Taking this a step further, Decentralized Autonomous Organizations (DAOs) are applications being built on programmable blockchains like Ethereum. DAOs are a new way to coordinate people where voting power is based on their ownership in an underlying protocol. Since anyone with an internet connection (which is nearly 5 billion people) can participate in such an effort, this unlocks the ability to scale coordination to civilization-scale. This ability to coordinate has profound implications for governments, countries and monetary systems of the future.
As an example, MakerDAO is a decentralized organization behind the Maker protocol, which intends to create a stable currency on the internet. Recently, another decentralized organization named ConstitutionDAO got together to purchase a copy of the US constitution — granted they narrowly lost to a billionaire hedge fund owner, but it represents the ability for people that cared about the same goal to get together without necessarily trusting each other.
Imagine a DAO that intended to push the frontiers of human progress in the twin spheres of culture and science — people could get together to prioritize goals, actions, incentives and workers.
One Bank for All
Apart from scaling coordination, a lot of financial infrastructure that existed in the physical world is now being built for the decentralized world. If you’ve ever seen the HBO show Deadwood, which depicts the birth of a city during a gold rush in the late 1800s — you realize that a bank is a critical piece of infrastructure in any new economy.
But if that was playing out today, we would probably have a lot of the physical infrastructure — hardware shops, doctors, bars, hotels — but probably not a physical bank. Banks are a relic of the age of atoms! We are living now in the world of bits and information — and here we do not need physical banks anymore. Enter Decentralized Finance (DeFi).
What is decentralized finance?
Imagine if everyone in the world had the same bank that was designed to be open-source (open, community designed), operated by code and owned by everyone.
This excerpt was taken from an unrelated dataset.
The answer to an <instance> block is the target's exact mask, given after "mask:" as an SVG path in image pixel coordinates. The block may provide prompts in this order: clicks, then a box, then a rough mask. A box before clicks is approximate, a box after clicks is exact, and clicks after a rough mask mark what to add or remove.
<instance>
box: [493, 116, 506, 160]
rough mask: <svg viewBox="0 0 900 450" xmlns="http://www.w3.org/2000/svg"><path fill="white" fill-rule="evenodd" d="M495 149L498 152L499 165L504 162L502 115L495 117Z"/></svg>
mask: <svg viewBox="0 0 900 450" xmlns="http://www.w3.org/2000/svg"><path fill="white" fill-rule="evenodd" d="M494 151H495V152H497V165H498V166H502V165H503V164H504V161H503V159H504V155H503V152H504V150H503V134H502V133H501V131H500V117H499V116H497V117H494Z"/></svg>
What does that look like?
- full control of their own wallets and instant access to their money for everyone, everywhere, everytime
- full visibility and execution guarantees on the bank’s code
- gives every individual the ability to pool their assets and collateral in a common place
- globally pooled capital for scalable and cheap lending and borrowing
- globally pooled liquidity for exchanging between different cryptocurrencies
Why I’m Excited
All of the above gives us plenty of reasons to be terribly excited!
In addition, what is really interesting here for me personally, is the fact that there is so much white space to explore and build in the near future. It will probably take another decade or two before the fairy dust settles on the best protocols, the best designs, and the best practices and global currencies.
For example, decentralized finance protocols like Compound are rewarding their lenders and borrowers with stake in the protocol itself. It’s like every time you made a deposit in your bank, you also received a small share in the bank itself. This is a new form of incentive design that is enabled by programmable blockchains!
While we are waiting for these fancy incentive schemes and their underlying protocols to stabilize in the coming decades, this is a once-in-a-generation opportunity to do real groundbreaking, zero-to-one work for all builders and entrepreneurs in tech.
The fact that these technologies are permissionless also means that recent attempts by centralized institutions to censor this will only accelerate the paradigm shift. Cryptocurrency is at a stage where it is nearly uncensorable. If economies of the world wanted to ban Bitcoin and crypto, they should have done it back in 2010.
What happens when an unstoppable force meets a slow-moving object that does not understand it? It simply goes around.